Les Verts rendent responsables l’inaction des autorités dans six domaines :
Mais maintenant que le coût réel doit être payé selon la loi, les frais cachés pointent à la surface et selon Camille Gira, la nouvelle situation révèle au grand jour que "pendant des années une mauvaise politique de l’eau a été menée". Car "ce n’est pas la nouvelle loi qui renchérit l’eau", mais le traitement et la fourniture des eaux ont toujours été liés à des coûts conséquents.

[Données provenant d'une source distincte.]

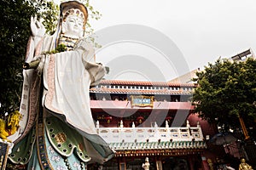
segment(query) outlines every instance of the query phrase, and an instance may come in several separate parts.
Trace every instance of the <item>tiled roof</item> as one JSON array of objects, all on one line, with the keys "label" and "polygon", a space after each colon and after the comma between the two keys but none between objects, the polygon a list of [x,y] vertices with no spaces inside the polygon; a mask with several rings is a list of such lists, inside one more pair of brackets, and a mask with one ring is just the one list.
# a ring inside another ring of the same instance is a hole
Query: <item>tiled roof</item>
[{"label": "tiled roof", "polygon": [[143,81],[124,81],[124,80],[102,80],[101,84],[112,85],[138,85],[138,86],[168,86],[168,87],[195,87],[193,83],[180,83],[176,82],[143,82]]},{"label": "tiled roof", "polygon": [[92,88],[91,93],[108,93],[108,94],[192,94],[192,91],[186,90],[168,90],[168,89],[130,89],[130,88]]},{"label": "tiled roof", "polygon": [[123,142],[110,143],[114,150],[166,150],[166,149],[206,149],[205,141],[162,141],[162,142]]}]

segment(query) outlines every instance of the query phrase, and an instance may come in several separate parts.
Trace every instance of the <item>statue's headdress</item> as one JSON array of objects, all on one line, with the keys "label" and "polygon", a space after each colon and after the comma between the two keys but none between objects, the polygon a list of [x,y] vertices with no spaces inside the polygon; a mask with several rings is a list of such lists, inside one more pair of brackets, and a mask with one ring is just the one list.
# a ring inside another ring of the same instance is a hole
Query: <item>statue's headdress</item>
[{"label": "statue's headdress", "polygon": [[64,20],[68,14],[75,14],[83,18],[84,28],[88,18],[88,10],[84,4],[79,1],[64,1],[61,3],[60,10]]}]

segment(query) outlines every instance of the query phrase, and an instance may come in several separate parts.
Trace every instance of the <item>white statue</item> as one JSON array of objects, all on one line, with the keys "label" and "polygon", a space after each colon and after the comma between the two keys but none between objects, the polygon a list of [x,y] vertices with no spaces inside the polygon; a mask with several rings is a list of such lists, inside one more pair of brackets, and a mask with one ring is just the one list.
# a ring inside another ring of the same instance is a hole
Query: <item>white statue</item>
[{"label": "white statue", "polygon": [[149,167],[150,167],[150,164],[149,164],[149,162],[148,162],[148,157],[146,157],[145,163],[143,163],[143,168],[144,170],[149,170]]},{"label": "white statue", "polygon": [[[90,108],[90,86],[102,80],[105,68],[84,37],[87,8],[67,1],[60,9],[52,36],[31,19],[20,109],[23,130],[9,156],[28,169],[84,169],[87,162],[102,164],[114,156],[97,135]],[[60,45],[66,51],[58,51]]]}]

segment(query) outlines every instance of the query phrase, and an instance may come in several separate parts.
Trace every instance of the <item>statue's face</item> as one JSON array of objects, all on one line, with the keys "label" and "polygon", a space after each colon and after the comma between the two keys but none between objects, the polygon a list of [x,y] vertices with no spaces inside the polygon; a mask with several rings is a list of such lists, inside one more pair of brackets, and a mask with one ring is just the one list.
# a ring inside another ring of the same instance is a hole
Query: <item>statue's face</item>
[{"label": "statue's face", "polygon": [[71,37],[81,37],[84,34],[83,19],[74,14],[67,17],[63,23],[65,26],[64,34]]}]

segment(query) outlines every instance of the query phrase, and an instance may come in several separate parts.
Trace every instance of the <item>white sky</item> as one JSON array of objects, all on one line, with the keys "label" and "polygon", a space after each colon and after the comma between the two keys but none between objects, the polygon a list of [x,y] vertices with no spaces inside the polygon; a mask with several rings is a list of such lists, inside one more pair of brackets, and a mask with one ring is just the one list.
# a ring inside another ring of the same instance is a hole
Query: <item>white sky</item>
[{"label": "white sky", "polygon": [[[96,32],[119,24],[143,25],[156,29],[177,46],[190,71],[203,68],[219,56],[230,58],[250,48],[256,53],[255,0],[90,2],[102,14],[99,20],[90,21]],[[99,53],[97,59],[102,60],[108,54],[103,52]],[[167,75],[166,78],[173,77],[175,76]],[[118,79],[118,76],[115,78]]]}]

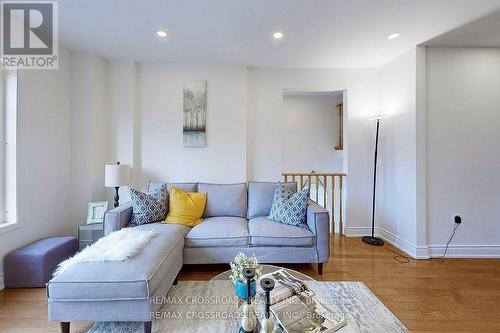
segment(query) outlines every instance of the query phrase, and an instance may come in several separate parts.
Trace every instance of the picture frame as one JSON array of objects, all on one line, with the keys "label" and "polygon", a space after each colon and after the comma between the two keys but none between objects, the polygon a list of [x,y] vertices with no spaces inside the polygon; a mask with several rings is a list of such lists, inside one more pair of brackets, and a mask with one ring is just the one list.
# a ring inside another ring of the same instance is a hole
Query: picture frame
[{"label": "picture frame", "polygon": [[104,214],[108,211],[108,201],[89,202],[87,224],[103,223]]}]

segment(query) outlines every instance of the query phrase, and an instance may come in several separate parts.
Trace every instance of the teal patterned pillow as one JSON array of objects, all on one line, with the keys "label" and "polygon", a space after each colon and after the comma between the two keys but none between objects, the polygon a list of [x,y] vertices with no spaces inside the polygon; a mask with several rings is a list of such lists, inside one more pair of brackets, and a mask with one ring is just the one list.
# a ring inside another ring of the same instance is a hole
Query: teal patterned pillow
[{"label": "teal patterned pillow", "polygon": [[292,192],[279,183],[274,191],[273,205],[268,219],[295,227],[309,229],[306,223],[309,188]]},{"label": "teal patterned pillow", "polygon": [[158,222],[165,219],[168,212],[168,189],[163,184],[149,193],[130,189],[132,218],[130,226]]}]

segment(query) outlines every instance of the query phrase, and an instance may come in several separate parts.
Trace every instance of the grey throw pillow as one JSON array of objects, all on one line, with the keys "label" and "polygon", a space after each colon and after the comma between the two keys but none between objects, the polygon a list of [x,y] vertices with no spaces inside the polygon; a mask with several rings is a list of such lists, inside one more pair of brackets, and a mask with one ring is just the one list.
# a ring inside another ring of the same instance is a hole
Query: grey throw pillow
[{"label": "grey throw pillow", "polygon": [[132,218],[130,226],[164,220],[168,212],[168,189],[163,184],[149,193],[130,189]]},{"label": "grey throw pillow", "polygon": [[292,192],[283,184],[278,184],[274,191],[273,205],[268,218],[295,227],[309,229],[306,223],[309,188],[300,192]]}]

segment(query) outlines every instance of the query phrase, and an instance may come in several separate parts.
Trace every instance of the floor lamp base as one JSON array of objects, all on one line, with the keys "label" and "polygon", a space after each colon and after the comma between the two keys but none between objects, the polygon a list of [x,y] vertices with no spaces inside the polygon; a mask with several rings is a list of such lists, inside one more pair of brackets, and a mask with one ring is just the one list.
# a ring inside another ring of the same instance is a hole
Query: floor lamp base
[{"label": "floor lamp base", "polygon": [[384,241],[377,237],[363,236],[361,240],[370,245],[376,245],[376,246],[384,245]]}]

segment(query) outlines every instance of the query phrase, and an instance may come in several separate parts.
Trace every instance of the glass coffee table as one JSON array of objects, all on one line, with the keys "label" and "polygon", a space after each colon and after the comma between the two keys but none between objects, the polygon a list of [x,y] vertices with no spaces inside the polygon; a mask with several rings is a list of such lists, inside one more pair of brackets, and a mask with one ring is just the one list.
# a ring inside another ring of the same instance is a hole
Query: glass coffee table
[{"label": "glass coffee table", "polygon": [[[273,273],[276,271],[279,271],[280,269],[283,269],[284,267],[279,267],[279,266],[274,266],[274,265],[262,265],[262,275],[264,274],[269,274]],[[308,275],[305,275],[303,273],[294,271],[293,269],[285,268],[294,278],[302,280],[302,281],[314,281],[314,279]],[[229,277],[231,276],[231,270],[225,271],[223,273],[220,273],[216,276],[214,276],[211,281],[222,281],[222,280],[227,280],[231,283],[231,286],[233,285]]]},{"label": "glass coffee table", "polygon": [[[283,267],[263,265],[262,273],[276,272]],[[305,274],[286,268],[296,279],[303,281],[314,280]],[[202,332],[222,333],[238,332],[241,325],[243,300],[236,296],[234,284],[229,279],[231,270],[214,276],[210,281],[182,281],[169,292],[168,303],[160,311],[160,318],[154,324],[159,332]],[[257,293],[260,293],[257,284]],[[264,313],[263,303],[257,305],[257,317]],[[158,320],[160,319],[160,320]],[[161,320],[168,319],[168,320]],[[258,327],[260,324],[257,324]],[[276,333],[282,332],[276,329]]]}]

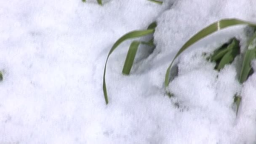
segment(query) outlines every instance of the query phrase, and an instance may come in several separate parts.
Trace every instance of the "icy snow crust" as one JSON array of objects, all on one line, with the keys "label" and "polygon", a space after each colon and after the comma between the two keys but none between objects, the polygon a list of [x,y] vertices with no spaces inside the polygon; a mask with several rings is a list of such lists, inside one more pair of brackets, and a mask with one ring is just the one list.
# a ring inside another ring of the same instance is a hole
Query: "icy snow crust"
[{"label": "icy snow crust", "polygon": [[[174,97],[164,96],[163,85],[186,40],[220,19],[256,22],[255,0],[96,1],[0,1],[0,143],[256,142],[256,74],[241,85],[241,56],[218,72],[203,54],[234,36],[244,51],[245,26],[216,33],[181,55],[168,87]],[[121,71],[131,41],[111,55],[106,106],[109,51],[123,34],[156,20],[156,48],[150,54],[141,48],[130,76]],[[240,92],[236,118],[233,96]]]}]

Le député Gira est ensuite passé à la charge contre le Premier ministre Juncker et le ministre de l’Intérieur Halsdorf. Il leur reproche de verser dans le "populisme" lorsqu’ils prônent un prix unique et un prix très bas pour les agriculteurs et se dit "étonné qu’ils recourent à un moyen digne d’une économie communiste de planification". D’autre part, il reproche au ministre de l’Intérieur d’avoir "semé le chaos" et incité les communes à ne pas respecter la nouvelle loi avec ses circulaires aux communes et ses réponses aux questions parlementaires où il demande de plafonner les prix de l’eau dans les communes, pour éviter un renchérissement trop rapide de l’eau pour les consommateurs ruraux notamment.
Les Verts soupçonnent le ministre de vouloir renoncer à l’idée du coût réel et de se diriger vers le prix unique qui conduira selon eux fatalement à des surcoûts budgétaires pour l’Etat et les communes – car qui dit prix unique dit prix subventionné - et à une dégradation du réseau due à l’inaction des communes qui ne se sentent plus obligées d’agir. D’autre part, un prix subventionné de l’eau conduit selon eux les consommateurs à ne pas veiller à une modération de leur consommation en eau.
Le modèle des Verts suggère aux communes de subventionner de manière sélective par la voie de l’allocation à la vie chère une partie de la consommation en eau des ménages à faible revenu, afin d’éviter des retombées sociales négatives pour cette partie de la population.
Et en ce qui concerne les communes rurales, où le réseau est pour des raisons géographiques souvent plus grand pour un nombre d’habitants moindre que dans les zones urbaines, et donc plus coûteux par tête d’habitant, les Verts sont en faveur d’un prix harmonisé de l’eau. Ce prix harmonisé serait un prix plafonné qui permettrait de subventionner les communes où le coût réel dépasse le prix plafonné pour des raisons géographiques ou de coût du réseau.
Mais les Verts refusent le prix unique qui est un prix subventionné pour tous par la voie des budgets communaux, ruineux à terme selon eux. Même les agriculteurs, "auxquels on a fait miroiter un prix à un euro le mètre cube", pourraient selon Camille Gira vivre avec un tarif différencié, où ils paieraient le même tarif que tout le monde pour les besoins de leur ménage, un tarif adapté pour leurs bâtiments, et un autre pour l’eau utilisée en dehors des zones constructibles.
Bref, les Verts veulent que la nouvelle loi sur l’eau soit appliquée partout, que son application passe par la mise en œuvre d’un prix harmonisé, que le principe du coût réel inspire toute démarche dans la gestion des eaux, que les problèmes sociaux que cette mise en œuvre peut entraîner soient palliés par des mesures sociales, et pas par des subventions du prix qui fausseraient la donne et ne changeraient rien à la politique de subvention de fait d’avant. Il importe à leurs yeux que les citoyens soient mis en condition de comprendre ce qu’ils paient par une politique des prix transparente et que les communes procèdent à des politiques de prix qui rendent attrayant l’usage modéré de l’eau, par exemple en baissant la taxe de connexion au réseau et en augmentant le prix par mètre cube.